I believe thos're are a type of paneolus (spelling) Ive heard there are panes thatre psycho active but not sure which type and Id just dump those...As it happens, Ive picked and eaten many many many shrooms from Seattle to Sanfrancisco, Baos, Cyans, blue ringers and various smaller shrooms that I was able to id as psylicibes without being able to id the exact species...in the northwest, you generally wanna be looking in areas thatve been woodchipped, or under roses, a few different evergreen varieties, and on rotten logs, the exceptions being blue ringers, which grow in grass, liberty caps, which grow in cow fields, and are the only variety I knew up there that grew in cow fields, and there is also a field growing version of cyanescens...now, that's just what I know but using that knowledge, I was able to to keep myself and plenty of others in shrooms constantly while they were in season
 

canndo

Well-Known Member
I believe thos're are a type of paneolus (spelling) Ive heard there are panes thatre psycho active but not sure which type and Id just dump those...As it happens, Ive picked and eaten many many many shrooms from Seattle to Sanfrancisco, Baos, Cyans, blue ringers and various smaller shrooms that I was able to id as psylicibes without being able to id the exact species...in the northwest, you generally wanna be looking in areas thatve been woodchipped, or under roses, a few different evergreen varieties, and on rotten logs, the exceptions being blue ringers, which grow in grass, liberty caps, which grow in cow fields, and are the only variety I knew up there that grew in cow fields, and there is also a field growing version of cyanescens...now, that's just what I know but using that knowledge, I was able to to keep myself and plenty of others in shrooms constantly while they were in season

One could, if so inclined, wrap a few cyanescens in soaked coregated cardboard and incubate it in temperatures in the 70's.
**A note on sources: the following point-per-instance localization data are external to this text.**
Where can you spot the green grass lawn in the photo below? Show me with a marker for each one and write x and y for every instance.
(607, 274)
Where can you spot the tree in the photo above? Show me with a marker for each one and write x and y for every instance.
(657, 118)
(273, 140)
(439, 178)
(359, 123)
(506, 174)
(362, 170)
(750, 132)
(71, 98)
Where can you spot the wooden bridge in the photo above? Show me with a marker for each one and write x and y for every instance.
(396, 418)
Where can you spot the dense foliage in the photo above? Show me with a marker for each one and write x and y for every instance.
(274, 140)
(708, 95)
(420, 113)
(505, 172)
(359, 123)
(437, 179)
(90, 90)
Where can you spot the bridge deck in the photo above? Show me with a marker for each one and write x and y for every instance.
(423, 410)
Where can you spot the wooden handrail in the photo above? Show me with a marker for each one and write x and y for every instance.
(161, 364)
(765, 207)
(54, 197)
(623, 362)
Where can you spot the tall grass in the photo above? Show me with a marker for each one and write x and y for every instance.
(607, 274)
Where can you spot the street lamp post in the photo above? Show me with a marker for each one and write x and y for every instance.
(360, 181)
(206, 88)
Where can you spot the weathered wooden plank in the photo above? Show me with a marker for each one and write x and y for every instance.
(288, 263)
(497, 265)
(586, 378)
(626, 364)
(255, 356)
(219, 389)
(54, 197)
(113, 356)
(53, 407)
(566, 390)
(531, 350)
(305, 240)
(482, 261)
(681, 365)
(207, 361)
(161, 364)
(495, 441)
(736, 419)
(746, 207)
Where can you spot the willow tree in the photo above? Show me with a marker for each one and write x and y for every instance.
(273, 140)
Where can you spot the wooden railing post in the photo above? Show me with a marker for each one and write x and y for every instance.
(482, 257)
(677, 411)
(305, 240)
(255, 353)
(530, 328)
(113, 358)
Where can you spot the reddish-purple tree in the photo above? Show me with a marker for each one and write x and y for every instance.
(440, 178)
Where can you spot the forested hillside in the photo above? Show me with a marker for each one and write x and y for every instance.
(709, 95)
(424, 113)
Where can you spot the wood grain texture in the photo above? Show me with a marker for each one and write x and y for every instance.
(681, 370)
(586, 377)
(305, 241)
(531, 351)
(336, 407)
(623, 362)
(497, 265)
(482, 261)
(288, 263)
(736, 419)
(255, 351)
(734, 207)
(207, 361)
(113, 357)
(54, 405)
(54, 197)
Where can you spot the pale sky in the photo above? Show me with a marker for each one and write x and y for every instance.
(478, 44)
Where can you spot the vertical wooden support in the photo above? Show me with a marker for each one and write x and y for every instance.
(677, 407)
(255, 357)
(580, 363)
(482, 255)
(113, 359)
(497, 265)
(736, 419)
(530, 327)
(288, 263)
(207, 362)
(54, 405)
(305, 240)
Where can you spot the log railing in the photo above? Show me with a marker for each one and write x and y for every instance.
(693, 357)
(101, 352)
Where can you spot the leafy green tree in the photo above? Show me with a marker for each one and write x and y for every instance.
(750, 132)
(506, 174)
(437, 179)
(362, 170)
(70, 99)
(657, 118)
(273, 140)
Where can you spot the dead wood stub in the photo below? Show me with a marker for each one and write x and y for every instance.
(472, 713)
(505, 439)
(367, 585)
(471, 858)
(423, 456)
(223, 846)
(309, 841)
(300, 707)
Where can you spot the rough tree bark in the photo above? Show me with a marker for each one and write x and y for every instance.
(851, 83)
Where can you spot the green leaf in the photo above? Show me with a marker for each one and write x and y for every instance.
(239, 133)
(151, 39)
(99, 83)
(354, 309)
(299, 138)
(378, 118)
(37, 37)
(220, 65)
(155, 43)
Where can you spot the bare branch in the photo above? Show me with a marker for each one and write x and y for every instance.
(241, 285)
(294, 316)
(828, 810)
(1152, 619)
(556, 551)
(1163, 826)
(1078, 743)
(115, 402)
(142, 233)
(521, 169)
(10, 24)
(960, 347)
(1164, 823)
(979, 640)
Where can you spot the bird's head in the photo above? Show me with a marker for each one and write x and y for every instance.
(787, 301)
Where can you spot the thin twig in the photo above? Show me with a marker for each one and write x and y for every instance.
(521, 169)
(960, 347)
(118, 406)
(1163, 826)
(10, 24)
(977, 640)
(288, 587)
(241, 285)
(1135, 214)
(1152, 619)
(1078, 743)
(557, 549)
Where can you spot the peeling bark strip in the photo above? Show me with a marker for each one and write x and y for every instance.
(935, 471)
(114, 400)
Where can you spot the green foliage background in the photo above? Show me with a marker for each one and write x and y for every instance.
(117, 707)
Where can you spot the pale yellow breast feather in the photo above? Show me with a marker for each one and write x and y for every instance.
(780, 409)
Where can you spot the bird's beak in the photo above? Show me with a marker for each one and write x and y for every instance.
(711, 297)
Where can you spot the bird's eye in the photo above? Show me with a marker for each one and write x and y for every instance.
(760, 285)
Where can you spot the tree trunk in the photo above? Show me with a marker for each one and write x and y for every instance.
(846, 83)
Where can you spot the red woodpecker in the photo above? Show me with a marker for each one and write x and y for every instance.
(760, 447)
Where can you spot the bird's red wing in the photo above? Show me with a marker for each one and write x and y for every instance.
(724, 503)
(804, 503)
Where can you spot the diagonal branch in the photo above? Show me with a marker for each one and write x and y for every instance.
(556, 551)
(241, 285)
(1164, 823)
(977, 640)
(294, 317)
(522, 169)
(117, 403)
When the card board is fully colonized place it in a shallow pit and cover it with newly chipped hard wood, alder being among the best. Then cover the chip bed with a tarp and keep it moist. Be sure that there is a bit of sawdust in your chip mix but not too much. You might just have a permanent cyan patch at your disposal after the first year, all you need to do is feed it more chips once a season.



Just a thought.
 

Thundercat

Well-Known Member
Currently in the midwest. From what I found that these may be found near me Gymnopilus sp., Panaeolus cinctulus, Pluteus salicinus It would seem that the pacific northwest is a mushroom hunters dream land from all the maps I've found of whats located where. I live near the edge of 2 states that share similar geography so I would think it very possible that some of the mushrooms from the other areas could also be present in my area.

I've thought about growing the cyans myself but temps I think would be a challenge. I live in a area that gets the cooler temps so outdooors could be fesable someday. I've wanted to establish an outdoors mushroom garden for the last several years. Have several locations around the yard with different substrates for them, and proper amounts of light. Maybe go so far as using misters to increase moisture and humidity. Prolly be a bunch of work but would be beautiful when they started fruiting.